Ambulans kapısı kapandı ve hareket edip en yakın hastaneye sürdüler.
Geldiğimizde indirdiler aynı şekilde.
Hastaneye baktım.
Tugayın hastanesi..
Şaşırmıştım açıkçası.
Sedyeyi çok hızlı sürüyorlardı.
"Koşarak değilde hızlı adımlarla gitmelisiniz. Benim elim kayarsa hasta ölüm riskine girecek"
Daha dikkatli adımlarla sürdüler. Bir kaç doktor geldi. Ameliyat doktoru. Bunların içinde tugay vardı tabiki adam kalp cerrahı sonuçta ben beyin. Ama ona rağmen halledebilmiştim.
Ameliyathane katına geldik başka bir doktor benden devraldı. Ellerimi doktor katana kadar çekmedim ve o kattığı anda çektim. Ve sedyeden indim.
Ameliyathaneye alındı. Tugay geldi yanıma. Ellerim sadece kıpkırmızı kandan oluşuyordu. Saçım hafif dağılmıştı ve terlemiştim.
Konuştu.

"Nerden geldi aklına?"
"Ne nerden geldi?"
"Bu müdahaleyi yapmak? Yani bu eskilere dayanan bir yöntem ve daha kolayları vardı ama yaşama ihtimalini düşüren onları yapabilirdin"
"Cerrahlığımı küçümseme Tugay Başol. O an sadece böyle yaşayacaktı. Elbette yapabilirdim dediğin diğer basit yöntemleri. Ama direksiyon başında ve hareket ederken geçirdi. Lakin evde durduk yerde geçirseydi hareketsiz durumda, işte o zaman senin dediğin yapılırdı."
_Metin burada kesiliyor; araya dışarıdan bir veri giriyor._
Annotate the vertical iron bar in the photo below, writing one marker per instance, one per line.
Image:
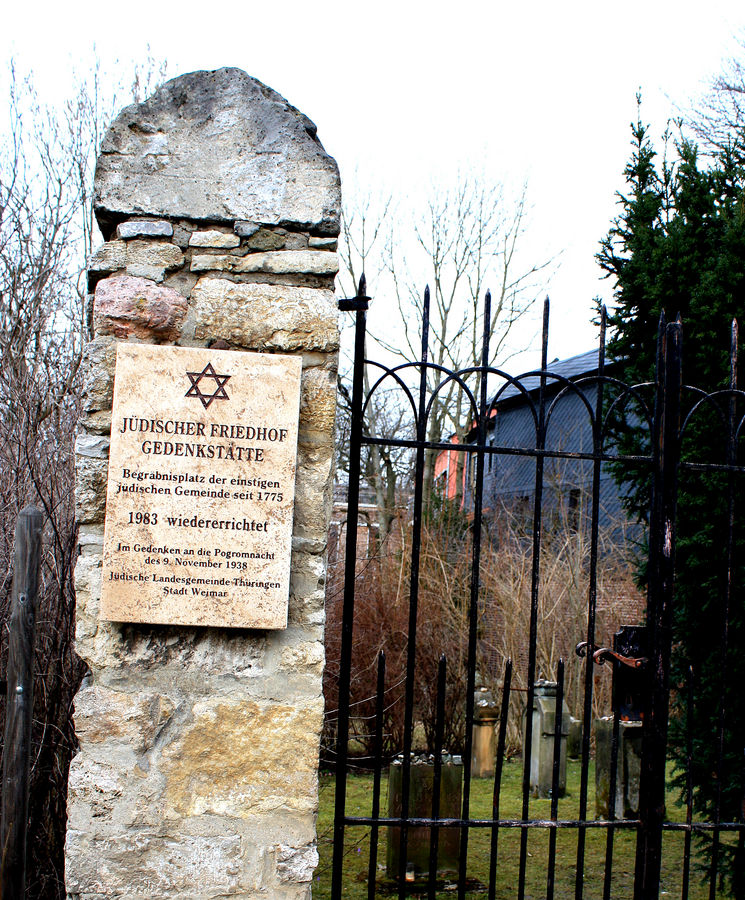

Biraz uzaklaştı ve peçete alıp geldi. Alnıma, boynuma nazik hareketlerle dokundurup ıslak yerleri sildi. Sonra arkama geçip saçımı daha sıkı olacak şekilde ama canımı yakmadan topladı.

"Ellerini yıka hadi sende"
"Teşekkür ederim"
Gülümsedi.
Gidip ellerimi yıkadım iyice ve kuruladım. Bir can alan el bugün bir can vermişti..
Jandarmalar ve berkler geldi bulunduğumuz kata. Onları gördüm ama onlar benim onları gördüğümü görmedi. Ellerimi yıkadıktan sonra ameliyat koridorunda bir duvara geçip yaslanıp yere doğru süründüm ve oturdum.
Kafamı dizime koyacaktım ki bir el beni göğsüne çekti.
Kafamı hafif kaldırıp baktım. Tugay olduğunu gördüm.
Acaba ne düşünüyordu? Katil olmam hakkında..
Ağzımı açtım konuşmak için ama ben başlamadan o konuştu.

"Hayır kötü düşünmüyorum. Sadece kendini korudun ve sen öldürmesen ya ben ya berk öldürecekti adamı. Senin suçun yok ve gözümdende düşmedin merak etme"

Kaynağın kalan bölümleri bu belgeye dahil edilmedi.